I always try to make sure I am speaking clearly, since he explained about a year ago that he has trouble with my accent. I want to tell him that I'm Canadian and that we don't have an accent, but he disagrees and I already know that.

He's calling me because he wants to know what games I used to play at recess when I was young. He needs to know for a school project. Just to establish that I know exactly what he wants, I ask: "How young?"

There is hesitation and then he says, "Like me, Grandma." He sounds doubtful, as if he isn't sure that I ever was. My mind promptly goes blank.

The only game I can remember is Red Rover. I tell him, and I can hear his pencil scribbling it down. Evidently, he remembers the game from his last visit, so I don't have to lay out the rules.

He waits. I can hear him breathing.

I try to remember recess when I was 8 or 9, some 73 years ago, but my mind remains a void.

We used to skip, I say, trying to buy time. Mostly the girls skipped, and we had rhymes that went with it.

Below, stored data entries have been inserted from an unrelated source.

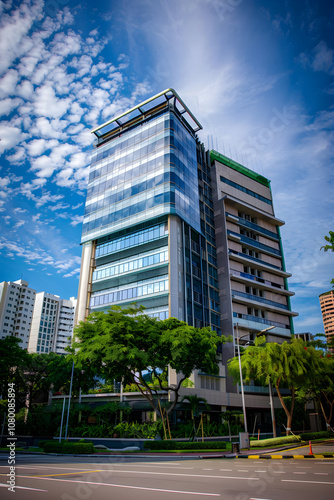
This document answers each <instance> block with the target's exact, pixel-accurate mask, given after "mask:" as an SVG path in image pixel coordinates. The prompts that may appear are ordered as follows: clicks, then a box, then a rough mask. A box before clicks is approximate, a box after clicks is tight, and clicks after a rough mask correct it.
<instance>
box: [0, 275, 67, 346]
mask: <svg viewBox="0 0 334 500" xmlns="http://www.w3.org/2000/svg"><path fill="white" fill-rule="evenodd" d="M28 285H29V283H28V282H27V281H24V280H17V281H9V282H6V281H4V282H2V283H0V338H2V339H4V338H6V337H8V336H15V337H18V338H20V339H21V340H22V343H21V344H20V346H21V347H22V348H23V349H27V350H28V351H29V352H37V353H42V352H43V353H48V352H51V351H52V352H56V353H57V354H65V353H66V351H65V347H67V346H68V345H70V343H71V339H72V336H73V327H74V316H75V307H76V299H75V298H74V297H71V298H70V299H69V300H65V299H61V298H60V297H58V296H57V295H52V294H49V293H46V292H40V293H36V290H33V289H32V288H29V286H28Z"/></svg>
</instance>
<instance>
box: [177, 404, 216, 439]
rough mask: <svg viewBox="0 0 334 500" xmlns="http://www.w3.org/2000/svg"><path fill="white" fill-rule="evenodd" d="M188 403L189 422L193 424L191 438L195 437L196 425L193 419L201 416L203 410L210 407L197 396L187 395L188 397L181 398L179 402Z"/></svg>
mask: <svg viewBox="0 0 334 500" xmlns="http://www.w3.org/2000/svg"><path fill="white" fill-rule="evenodd" d="M183 401H188V404H189V408H190V413H191V420H192V423H193V438H194V437H195V436H196V425H195V418H196V417H199V416H201V415H202V413H203V411H204V410H208V409H209V408H210V407H209V405H208V403H207V401H206V399H205V398H202V397H199V396H197V394H192V395H191V394H189V395H188V396H183V398H182V399H181V402H183Z"/></svg>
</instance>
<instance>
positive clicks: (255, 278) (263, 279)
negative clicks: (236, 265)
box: [231, 269, 285, 290]
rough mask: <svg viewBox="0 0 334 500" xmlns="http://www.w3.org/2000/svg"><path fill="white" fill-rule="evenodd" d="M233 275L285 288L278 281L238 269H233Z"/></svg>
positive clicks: (259, 282) (232, 269) (252, 280)
mask: <svg viewBox="0 0 334 500" xmlns="http://www.w3.org/2000/svg"><path fill="white" fill-rule="evenodd" d="M231 275H232V276H240V277H241V278H246V279H249V280H252V281H256V282H257V283H262V284H263V285H268V286H273V287H275V288H279V289H280V290H285V288H284V286H283V285H279V284H278V283H274V282H273V281H268V280H264V279H263V278H259V277H258V276H254V275H253V274H249V273H243V272H241V271H237V270H236V269H231Z"/></svg>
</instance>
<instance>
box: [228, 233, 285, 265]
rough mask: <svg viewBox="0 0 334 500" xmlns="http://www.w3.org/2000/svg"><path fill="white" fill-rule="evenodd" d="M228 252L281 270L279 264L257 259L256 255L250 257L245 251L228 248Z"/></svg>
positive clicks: (260, 263)
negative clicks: (276, 265)
mask: <svg viewBox="0 0 334 500" xmlns="http://www.w3.org/2000/svg"><path fill="white" fill-rule="evenodd" d="M235 234H236V233H235ZM228 253H229V254H231V253H233V254H235V255H240V257H245V258H246V259H250V260H253V261H254V262H258V263H259V264H264V265H265V266H269V267H273V268H274V269H279V270H280V271H283V269H282V268H281V267H279V266H274V265H273V264H269V263H268V262H265V261H264V260H261V259H257V258H256V257H251V256H250V255H247V254H246V253H242V252H237V251H236V250H231V249H229V251H228Z"/></svg>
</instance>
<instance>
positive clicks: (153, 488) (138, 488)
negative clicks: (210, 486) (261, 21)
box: [25, 476, 220, 497]
mask: <svg viewBox="0 0 334 500" xmlns="http://www.w3.org/2000/svg"><path fill="white" fill-rule="evenodd" d="M25 477H26V478H29V479H36V477H34V478H30V477H29V476H25ZM37 479H39V480H44V481H63V482H68V483H79V484H92V485H94V486H109V487H111V488H127V489H131V490H145V491H159V492H163V493H180V494H183V495H200V496H207V497H220V494H219V493H205V492H199V491H182V490H164V489H160V488H145V487H143V486H128V485H125V484H112V483H95V482H94V481H73V480H69V479H53V478H50V477H39V478H37Z"/></svg>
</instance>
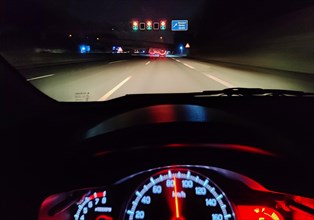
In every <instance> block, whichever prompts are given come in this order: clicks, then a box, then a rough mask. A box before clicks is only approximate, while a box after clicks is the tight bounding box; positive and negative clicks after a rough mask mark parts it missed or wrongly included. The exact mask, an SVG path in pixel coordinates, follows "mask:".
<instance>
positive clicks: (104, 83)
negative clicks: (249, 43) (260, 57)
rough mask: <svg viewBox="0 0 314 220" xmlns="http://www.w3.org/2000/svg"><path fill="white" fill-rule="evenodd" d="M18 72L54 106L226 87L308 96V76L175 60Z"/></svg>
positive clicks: (194, 91) (233, 66) (275, 71)
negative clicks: (288, 90) (55, 99)
mask: <svg viewBox="0 0 314 220" xmlns="http://www.w3.org/2000/svg"><path fill="white" fill-rule="evenodd" d="M21 72H22V73H23V75H24V76H25V77H26V78H27V80H28V81H29V82H31V83H32V84H33V85H34V86H35V87H37V88H38V89H39V90H41V91H43V92H44V93H45V94H47V95H48V96H50V97H52V98H54V99H56V100H58V101H105V100H109V99H113V98H116V97H119V96H123V95H125V94H138V93H177V92H199V91H203V90H220V89H224V88H227V87H249V88H257V87H258V88H270V89H290V90H301V91H307V92H314V74H308V75H306V74H299V73H289V72H281V71H275V70H267V69H260V68H259V69H258V68H252V67H251V68H249V67H243V66H242V67H241V66H236V65H230V64H221V63H220V64H217V63H208V62H202V61H198V60H194V59H187V58H179V57H178V58H175V57H173V58H154V59H152V58H133V59H126V60H119V61H114V62H109V63H108V62H90V63H88V64H86V63H85V64H71V65H64V66H50V67H46V68H36V69H27V70H22V71H21Z"/></svg>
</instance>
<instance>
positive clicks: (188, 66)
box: [182, 63, 195, 70]
mask: <svg viewBox="0 0 314 220" xmlns="http://www.w3.org/2000/svg"><path fill="white" fill-rule="evenodd" d="M182 64H183V65H184V66H186V67H189V68H190V69H192V70H195V68H194V67H193V66H191V65H189V64H187V63H182Z"/></svg>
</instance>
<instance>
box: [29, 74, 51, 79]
mask: <svg viewBox="0 0 314 220" xmlns="http://www.w3.org/2000/svg"><path fill="white" fill-rule="evenodd" d="M54 75H55V74H49V75H44V76H38V77H34V78H29V79H27V81H32V80H36V79H43V78H47V77H50V76H54Z"/></svg>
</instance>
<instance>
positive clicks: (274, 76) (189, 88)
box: [0, 0, 314, 102]
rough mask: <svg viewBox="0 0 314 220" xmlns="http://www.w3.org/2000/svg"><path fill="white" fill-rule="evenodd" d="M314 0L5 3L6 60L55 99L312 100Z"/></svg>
mask: <svg viewBox="0 0 314 220" xmlns="http://www.w3.org/2000/svg"><path fill="white" fill-rule="evenodd" d="M313 11H314V7H313V3H312V1H302V0H295V1H282V0H279V1H278V0H277V1H276V0H272V1H269V0H266V1H246V0H237V1H226V0H193V1H192V0H191V1H189V0H167V1H166V0H159V1H152V0H133V1H130V0H88V1H87V0H45V1H42V0H29V1H25V0H1V1H0V27H1V28H0V54H1V56H3V57H4V58H5V59H6V60H7V61H8V62H9V63H10V64H11V65H12V66H14V67H15V68H16V69H17V70H18V71H19V72H20V73H21V75H22V76H23V77H24V78H25V80H27V81H28V82H29V83H31V84H32V85H34V86H35V87H36V88H38V89H39V90H40V91H42V92H43V93H44V94H46V95H48V96H50V97H52V98H53V99H55V100H57V101H65V102H75V101H78V102H85V101H106V100H110V99H114V98H117V97H121V96H124V95H126V94H145V93H186V92H201V91H204V90H221V89H225V88H233V87H246V88H264V89H286V90H297V91H304V92H314V66H313V65H314V64H313V61H314V43H313V42H314V29H313V25H314V19H313V18H314V16H313Z"/></svg>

"Uh-huh!" he says. Then, "What rhymes?"

I've no idea. But then I think, it may be 73 years since I was on a playground, but it's only been 40 years since my youngest was skipping – surely I can remember something. The games my youngest played were the same as my earlier ones.

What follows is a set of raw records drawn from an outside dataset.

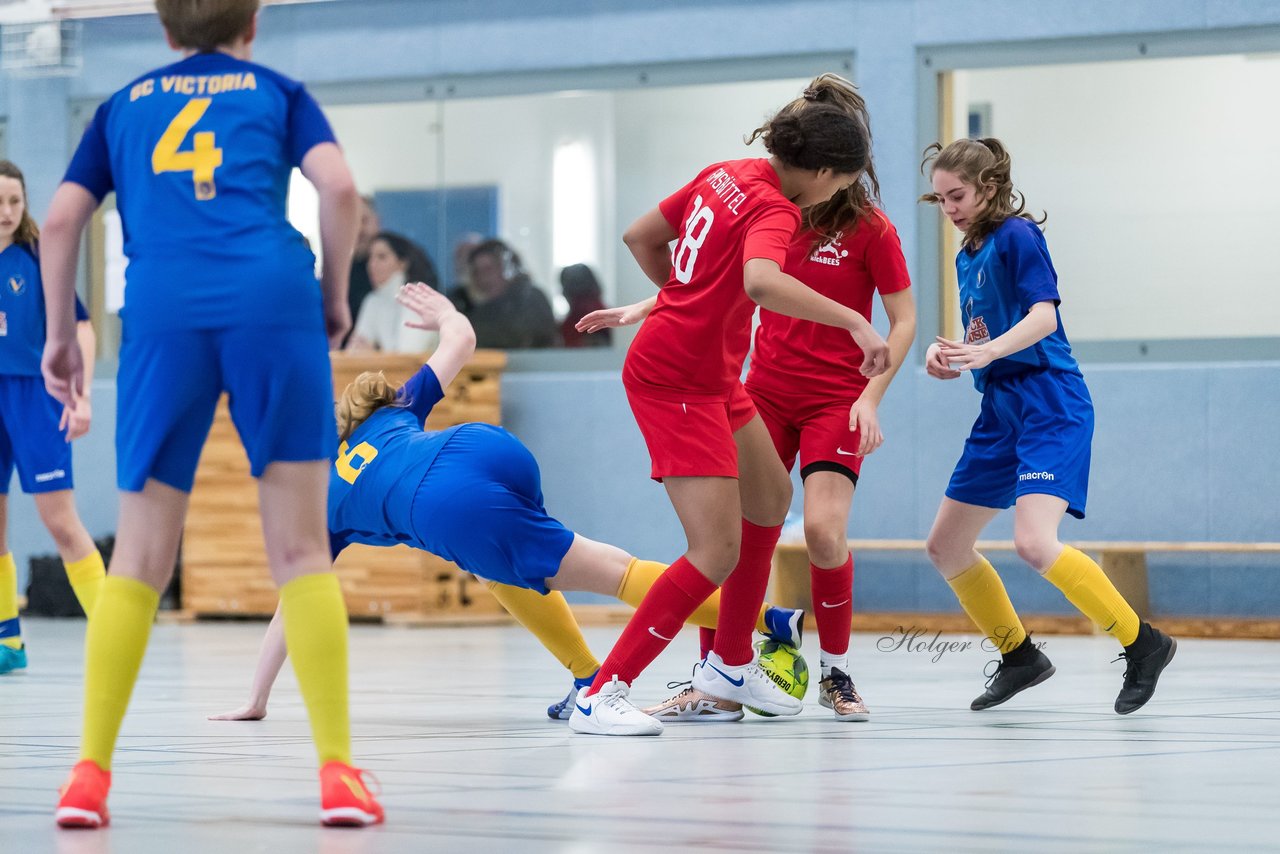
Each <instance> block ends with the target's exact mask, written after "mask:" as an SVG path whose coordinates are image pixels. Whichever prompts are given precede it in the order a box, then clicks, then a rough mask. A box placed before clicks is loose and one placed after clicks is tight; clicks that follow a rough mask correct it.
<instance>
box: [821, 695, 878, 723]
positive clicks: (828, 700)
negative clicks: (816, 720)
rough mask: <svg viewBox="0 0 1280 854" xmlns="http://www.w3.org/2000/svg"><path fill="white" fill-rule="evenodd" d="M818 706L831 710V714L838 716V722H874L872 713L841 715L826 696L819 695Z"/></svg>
mask: <svg viewBox="0 0 1280 854" xmlns="http://www.w3.org/2000/svg"><path fill="white" fill-rule="evenodd" d="M818 705H820V707H823V708H828V709H831V713H832V714H835V716H836V720H837V721H859V722H861V721H869V720H872V713H870V712H851V713H849V714H841V713H840V712H837V711H836V707H835V705H832V704H831V700H828V699H827V695H826V694H819V695H818Z"/></svg>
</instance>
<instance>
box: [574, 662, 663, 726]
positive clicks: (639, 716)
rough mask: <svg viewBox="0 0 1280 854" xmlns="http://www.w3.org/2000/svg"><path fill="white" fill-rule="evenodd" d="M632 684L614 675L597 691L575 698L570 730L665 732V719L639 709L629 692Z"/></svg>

Out of the darkness of my brain, a light appears. A vision and a voice in my head chanting:

Down in the valley

Where the green grass grows

Janie and Johnny

Sitting in a tree,

K-I-S-S-I-N-G

First comes love,

Then comes marriage

Then comes Janie

With a baby carriage.

How many kisses did

She get this week?"

The rope has been swinging back and forth, I explain, but now it starts going overhead and you are really skipping as they count the kisses – one, two, three – until you trip.

He giggles in surprise. I've giggled, too, but mostly because I'm embarrassed that, even at that age, I could have chanted something so banal.

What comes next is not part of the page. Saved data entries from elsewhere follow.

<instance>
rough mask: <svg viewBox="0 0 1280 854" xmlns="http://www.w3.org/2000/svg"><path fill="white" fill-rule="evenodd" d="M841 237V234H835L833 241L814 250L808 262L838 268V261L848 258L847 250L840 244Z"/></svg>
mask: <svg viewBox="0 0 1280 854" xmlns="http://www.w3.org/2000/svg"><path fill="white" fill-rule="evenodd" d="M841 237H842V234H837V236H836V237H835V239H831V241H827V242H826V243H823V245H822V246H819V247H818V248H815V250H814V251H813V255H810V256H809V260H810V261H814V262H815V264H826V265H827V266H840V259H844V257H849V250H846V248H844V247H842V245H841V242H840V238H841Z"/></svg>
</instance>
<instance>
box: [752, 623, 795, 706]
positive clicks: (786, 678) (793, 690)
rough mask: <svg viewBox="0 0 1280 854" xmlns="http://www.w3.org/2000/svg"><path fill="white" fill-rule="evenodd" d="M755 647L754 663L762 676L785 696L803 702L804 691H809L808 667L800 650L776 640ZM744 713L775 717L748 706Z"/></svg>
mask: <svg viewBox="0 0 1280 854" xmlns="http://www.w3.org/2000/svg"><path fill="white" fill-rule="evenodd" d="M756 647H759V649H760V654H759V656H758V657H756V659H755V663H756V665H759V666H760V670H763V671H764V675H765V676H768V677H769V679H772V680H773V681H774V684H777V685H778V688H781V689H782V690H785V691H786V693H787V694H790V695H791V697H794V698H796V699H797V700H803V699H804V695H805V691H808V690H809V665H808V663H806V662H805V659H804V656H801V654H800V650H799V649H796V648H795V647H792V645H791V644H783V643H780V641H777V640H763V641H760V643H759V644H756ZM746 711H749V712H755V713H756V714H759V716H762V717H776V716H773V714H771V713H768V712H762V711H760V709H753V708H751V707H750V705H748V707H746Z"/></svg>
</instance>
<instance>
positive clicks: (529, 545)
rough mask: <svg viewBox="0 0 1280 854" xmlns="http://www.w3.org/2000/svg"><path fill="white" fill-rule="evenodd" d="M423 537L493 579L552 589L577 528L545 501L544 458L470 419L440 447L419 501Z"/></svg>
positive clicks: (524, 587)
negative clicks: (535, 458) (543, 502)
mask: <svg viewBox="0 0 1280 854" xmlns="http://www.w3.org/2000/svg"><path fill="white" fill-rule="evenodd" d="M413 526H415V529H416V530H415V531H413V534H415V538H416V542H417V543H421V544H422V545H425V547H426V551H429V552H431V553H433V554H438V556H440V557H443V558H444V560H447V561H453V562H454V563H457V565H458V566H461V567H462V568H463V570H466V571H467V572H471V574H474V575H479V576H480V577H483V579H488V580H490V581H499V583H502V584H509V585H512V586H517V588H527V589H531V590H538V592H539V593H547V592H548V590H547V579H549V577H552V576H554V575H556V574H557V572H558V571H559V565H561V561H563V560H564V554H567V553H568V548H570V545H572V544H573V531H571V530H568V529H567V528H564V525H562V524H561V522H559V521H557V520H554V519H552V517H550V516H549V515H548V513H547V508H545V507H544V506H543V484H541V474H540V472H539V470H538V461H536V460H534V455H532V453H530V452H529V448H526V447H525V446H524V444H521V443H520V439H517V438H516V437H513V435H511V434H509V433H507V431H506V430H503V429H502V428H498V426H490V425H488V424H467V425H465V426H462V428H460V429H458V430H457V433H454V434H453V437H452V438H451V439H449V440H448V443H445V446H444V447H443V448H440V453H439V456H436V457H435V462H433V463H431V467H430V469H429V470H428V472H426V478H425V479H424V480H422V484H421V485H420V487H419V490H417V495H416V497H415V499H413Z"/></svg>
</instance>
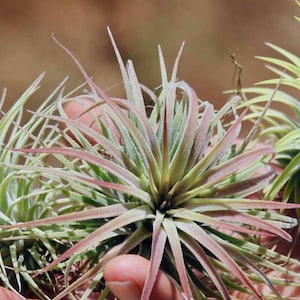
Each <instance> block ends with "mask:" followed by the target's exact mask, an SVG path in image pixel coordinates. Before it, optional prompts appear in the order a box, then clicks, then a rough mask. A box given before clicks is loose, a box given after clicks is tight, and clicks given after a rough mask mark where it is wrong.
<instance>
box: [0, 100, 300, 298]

I remember another banality, and then another, and my brain is dragging them out of some unlimited space and into view.

"Teddy Bear, Teddy Bear," I chant with appropriate actions, which I describe. Then one or two more come popping to the surface and we decide that that's enough for skipping. He's busy scribbling. I can hear the pencil against the page.

We bounced a ball, too, I remember, and try to drag the rhymes up from some dark storage area in my brain. I chant a few, and then hopscotch pops into my mind. I haven't seen anybody "hopping" on the street, or in the neighbourhood where I live, although there are lots of young children in the street.

Roman soldiers played hopscotch when they were occupying ancient Britain, I seem to remember. I tell my grandson because I think he would like that part. I wonder why I haven't seen the familiar chalk rectangles anywhere in recent years.

He's delighted, especially about the Roman soldier part, although as I remember it was only the girls who played hopscotch when I was growing up. I have a feeling his report is going to emphasize the soldiers no matter what I say.

I find myself telling him about Cat's Cradle, and promise to draw the one I think I can remember, gambling that I will, and say I'll e-mail it to him.

I leave the playground to explain about candles and shadows on a wall – any wall would do as long as you had a candle and could cast shadows. Rabbit ears that moved and a wiggly nose coloured pink, at least in my memory, was the only one I could repeat with no errors, but some of my friends could do wonders. I promise to e-mail my grandson a description of how to play this shadow game.

He says he thinks he has enough information, and we say goodbye. I have asked what he plays at recess, but he replies that it's mostly cricket or soccer, depending on the season. I wonder what the girls play. Perhaps the same thing.

Maybe these old, old games, played for centuries, that helped encourage flexible fingers, fitness and fun, have faded into the distant past. Now, it seems it's just skateboards and …

When I looked over at my 86-year-old husband, he is holding an imaginary jump rope, skipping and swinging awkwardly. His eyes have a faraway look, and I have a feeling that for a few seconds he is young again, flexible and getting fit for rugby season.

It's amazing what a phone call from a grandchild can do for your memory – and your fitness.

Margaret Jean Benitz lives in Toronto.